The source says much of the upset among the GAA hierarchy stems from social media barbs that suggest the organisation is solely interested in money. A persistent narrative has revolved around the idea that Croke Park mandarins are happy to rent out GAA stadia to Taylor Swift and Ed Sheeran - for a rumoured €1m per show - but refuses to allow a memorial match that would deliver nothing to the coffers.
"That's absolutely not the case and it never has been. But you can't control what's on social media. The ignorance there is staggering."

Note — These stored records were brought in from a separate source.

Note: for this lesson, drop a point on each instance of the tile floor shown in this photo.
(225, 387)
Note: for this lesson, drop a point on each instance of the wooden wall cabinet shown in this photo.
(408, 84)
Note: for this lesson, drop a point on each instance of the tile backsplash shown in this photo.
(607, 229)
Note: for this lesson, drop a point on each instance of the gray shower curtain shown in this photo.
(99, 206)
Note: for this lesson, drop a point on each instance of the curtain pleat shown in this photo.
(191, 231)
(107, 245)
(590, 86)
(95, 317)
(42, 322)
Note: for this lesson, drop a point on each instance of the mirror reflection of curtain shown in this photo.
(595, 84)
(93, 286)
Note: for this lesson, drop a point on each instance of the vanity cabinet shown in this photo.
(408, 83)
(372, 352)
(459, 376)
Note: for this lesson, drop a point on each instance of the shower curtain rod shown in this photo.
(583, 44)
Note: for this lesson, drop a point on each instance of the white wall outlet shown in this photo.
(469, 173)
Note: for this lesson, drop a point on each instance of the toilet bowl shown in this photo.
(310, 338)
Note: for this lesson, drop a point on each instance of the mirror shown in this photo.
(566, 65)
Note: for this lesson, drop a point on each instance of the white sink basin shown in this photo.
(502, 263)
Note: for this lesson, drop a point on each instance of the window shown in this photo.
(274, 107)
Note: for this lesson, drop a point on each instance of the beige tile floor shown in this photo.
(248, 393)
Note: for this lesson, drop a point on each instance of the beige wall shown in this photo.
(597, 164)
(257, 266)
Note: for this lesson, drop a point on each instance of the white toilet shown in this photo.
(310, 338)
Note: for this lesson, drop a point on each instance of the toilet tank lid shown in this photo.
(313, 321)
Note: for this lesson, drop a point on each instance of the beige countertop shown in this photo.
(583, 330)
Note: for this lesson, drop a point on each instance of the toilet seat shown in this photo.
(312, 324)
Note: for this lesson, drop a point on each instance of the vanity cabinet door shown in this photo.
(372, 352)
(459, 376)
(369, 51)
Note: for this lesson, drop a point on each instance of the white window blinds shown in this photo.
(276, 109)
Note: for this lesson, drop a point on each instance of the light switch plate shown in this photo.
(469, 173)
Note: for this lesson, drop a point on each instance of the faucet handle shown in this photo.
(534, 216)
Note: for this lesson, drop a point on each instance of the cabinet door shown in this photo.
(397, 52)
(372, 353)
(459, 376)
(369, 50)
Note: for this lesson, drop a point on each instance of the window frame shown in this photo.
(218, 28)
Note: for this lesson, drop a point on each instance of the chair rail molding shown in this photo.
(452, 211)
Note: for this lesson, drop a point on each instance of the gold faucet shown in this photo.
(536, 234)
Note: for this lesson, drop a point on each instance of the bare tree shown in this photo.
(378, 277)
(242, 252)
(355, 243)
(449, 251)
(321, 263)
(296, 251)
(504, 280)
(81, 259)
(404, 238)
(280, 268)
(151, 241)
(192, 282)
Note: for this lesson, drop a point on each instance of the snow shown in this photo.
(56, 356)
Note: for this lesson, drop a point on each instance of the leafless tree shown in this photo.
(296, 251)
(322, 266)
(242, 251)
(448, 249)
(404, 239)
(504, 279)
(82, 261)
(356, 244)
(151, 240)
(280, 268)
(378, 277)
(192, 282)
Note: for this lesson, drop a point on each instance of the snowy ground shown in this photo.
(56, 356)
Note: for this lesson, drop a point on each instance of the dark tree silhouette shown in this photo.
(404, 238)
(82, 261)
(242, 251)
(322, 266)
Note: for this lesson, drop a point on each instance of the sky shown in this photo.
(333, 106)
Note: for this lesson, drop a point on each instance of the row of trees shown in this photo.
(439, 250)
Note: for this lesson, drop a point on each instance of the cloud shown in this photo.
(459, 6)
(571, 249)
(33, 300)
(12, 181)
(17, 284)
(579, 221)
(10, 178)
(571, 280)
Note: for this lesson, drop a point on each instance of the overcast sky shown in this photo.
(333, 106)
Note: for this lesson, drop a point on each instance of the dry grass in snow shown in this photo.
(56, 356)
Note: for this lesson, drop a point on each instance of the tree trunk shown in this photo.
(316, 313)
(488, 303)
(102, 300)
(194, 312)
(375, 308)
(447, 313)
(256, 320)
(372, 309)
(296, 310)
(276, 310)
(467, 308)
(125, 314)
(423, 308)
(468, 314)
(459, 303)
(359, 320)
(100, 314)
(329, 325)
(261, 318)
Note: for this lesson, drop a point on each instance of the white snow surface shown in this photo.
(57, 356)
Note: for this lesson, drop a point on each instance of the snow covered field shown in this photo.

It's not the first time the GAA has had to contend with allegations that it is money obsessed, or with unflattering sobriquets like 'Grab All Association'. In 2014, Independent TD Clare Daly used that term - already in wide use on social media - to describe the GAA's renting of the former Columb Barracks in Mullingar, Co Westmeath.
Donnchadh O'Neill says reputational damage has been done, but the GAA has to act soon to ensure its brand remains strong.
"In Ireland, we're seeing reform to varying degrees of effectiveness of our oldest institutions, banking, healthcare, the church," he says, "and the GAA needs to get with that. The reform needs to come from the top down. We've a brand new president and chief executive in the GAA and there's a lot of scope to take the learnings from the last few months and move on from here.
"When they opened Croke Park [to other sports], the sky didn't fall in and life goes on. But all that seems a little bit quaint now and it's clear that the GAA didn't move decisively to keep progress going. They need to start doing that now."
Peter Quinn was president of the GAA in the early 1990s. His tenure is remembered for laying the foundations of what would become the revamped Croke Park we know today - Europe's fourth-largest stadium. But some remember him as the president who said no to that RDS double-header. Years later, then GAA PRO Danny Lynch recalled telling Quinn that "from a PR perspective, [refusing to give the go-ahead] it was the wrong thing to do. Your presidency will be remembered for this and nothing else."
The current incumbent John Horan - Dublin's first president since 1924 - is likely to be acutely aware of how the Liam Miller-Páirc Uí Chaoimh controversy will impact on how his tenure is regarded in the years to come. The clock is ticking.